What I experienced in my youth through the great people God presented to me, helped me to find what is called Camacho with clarity. Clarity is an important element for someone who is growing to discover and experience it. Camacho writes that Clarity changes everything. With clarity, we can see the larger story. When we get clarity around our Christ-centred identity, thriving is the natural result (Camacho, 41). By finding clarity, we will comprehend our identity, and who we are before God. Camacho said we learn that God has placed his righteous nature inside us, and now we are right with him because of what Jesus has done for us. We discover we are not on the outside, rejected by God. We are loved sons and daughters with an inheritance of riches from our Father. We can then stop focusing on all our problems and focus instead on all the promises God has given us in his Word (Camacho, 42).

I am grateful to encounter Camacho through his very enlightening writing. As a servant in the church, I am called and motivated to help the congregation I serve to find gold within themselves and lead them to know God who owns their lives. I am called to serve them and help them find their sweet spot so they can grow and bear fruit for the glory of God’s name. I do this because I love them. And that means like what Camacho mentioned, “I have to do Coaching Leadership that is based on divine love because Coaching Leadership is a life of a loving relationship. To be a Christian leader is to relate to others in a particular way. We don’t use people to pursue a goal; we love people as God is working his goals in them” (Camacho, 117). I am blessed to be a blessing. God has called me to thrive and to thrive the others.

About the Author

Dinka Utomo

5 responses to “To Thrive and Thriving Others”

  1. mm Kim Sanford says:

    Firstly, I want to say it’s heartwarming the way you speak of your parents with such gratitude and love.
    Secondly, thank you for highlighting clarity as a significant benefit of the coaching process. I’m curious if you feel like you need more clarity currently regarding your NPO or more generally in your work?

  2. mm Tim Clark says:

    I’m encouraged that you bring up the idea of mining for gold in your whole congregation as a pastor. Ultimately that is what we are going for, isn’t it? I’ve noticed a lot of people questioning whether mining for gold is just about discovering leaders or whether it can/should be about finding gold in everyone. I know this isn’t the intent of the book, but I wonder if a slight paradigm shift would be useful; that coaching leadership could be about how we operate as leaders (coaches) not necessarily exclusively finding leadership gold in everyone?

  3. Kally Elliott says:

    I appreciate the value you place on your parents and others who surrounded you in your youth and how they taught you about God’s love. I feel very fortunate to also have had a strong network of love and support around me as I grew up. I still look to some of those who were around me when I was young for advice or for prayer. They weren’t necessarily coaches to me but were important influences in my journey of faith. I appreciate the reminder you gave us, that we love people as God is working God’s goals within them. Thank you!

  4. Noel Liemam says:

    It is encouraging to see the results of parents works in their child. It is always my prayer that my children will see that in me, or I would be a good example for them to follow.

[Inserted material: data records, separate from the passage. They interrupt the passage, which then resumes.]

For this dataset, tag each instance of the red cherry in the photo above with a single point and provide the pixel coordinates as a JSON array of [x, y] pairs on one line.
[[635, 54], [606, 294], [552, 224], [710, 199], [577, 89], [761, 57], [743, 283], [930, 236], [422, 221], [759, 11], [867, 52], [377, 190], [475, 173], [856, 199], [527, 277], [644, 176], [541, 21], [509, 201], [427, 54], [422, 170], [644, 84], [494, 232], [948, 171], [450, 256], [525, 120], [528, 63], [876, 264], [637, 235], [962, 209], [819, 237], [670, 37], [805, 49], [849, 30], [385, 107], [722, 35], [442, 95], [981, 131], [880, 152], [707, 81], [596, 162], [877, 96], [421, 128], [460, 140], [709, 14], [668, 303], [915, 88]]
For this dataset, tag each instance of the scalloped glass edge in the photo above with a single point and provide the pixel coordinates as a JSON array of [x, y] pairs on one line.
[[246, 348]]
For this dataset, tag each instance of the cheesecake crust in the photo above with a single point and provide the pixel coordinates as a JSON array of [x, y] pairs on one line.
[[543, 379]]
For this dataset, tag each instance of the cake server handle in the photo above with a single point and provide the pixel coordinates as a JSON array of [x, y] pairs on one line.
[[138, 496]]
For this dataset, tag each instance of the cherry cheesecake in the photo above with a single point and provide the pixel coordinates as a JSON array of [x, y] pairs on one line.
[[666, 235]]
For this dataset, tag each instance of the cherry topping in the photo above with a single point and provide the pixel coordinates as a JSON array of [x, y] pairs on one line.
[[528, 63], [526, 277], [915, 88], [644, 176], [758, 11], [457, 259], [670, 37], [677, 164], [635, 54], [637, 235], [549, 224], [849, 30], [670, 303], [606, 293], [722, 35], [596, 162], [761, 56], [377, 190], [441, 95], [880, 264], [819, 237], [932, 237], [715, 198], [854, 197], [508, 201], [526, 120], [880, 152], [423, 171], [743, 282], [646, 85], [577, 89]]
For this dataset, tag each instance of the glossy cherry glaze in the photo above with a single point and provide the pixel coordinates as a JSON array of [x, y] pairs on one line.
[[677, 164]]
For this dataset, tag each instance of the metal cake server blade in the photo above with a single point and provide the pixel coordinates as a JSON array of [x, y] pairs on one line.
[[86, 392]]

    In your posting, you talk about others (like your parents, and church leaders) effects on guiding you, and you as the pastor in guiding your congregation, it is very interesting. Can you give an example of how you would apply the principles of coaching in your church?

  5. mm Pam Lau says:

    Dinka, Thank you for your thoughtful conclusion on your blog post: “To be a Christian leader is to relate to others in a particular way. We don’t use people to pursue a goal; we love people as God is working his goals in them” (Camacho, 117)
    What you’ve done with your writing from Mining for Gold, is what Tim Clark points out in his reply: Are we only coaching leaders? Should we be dealing with all God’s children with this approach of seeking gold? You were truly discipled as a young person according to your story. What a gift!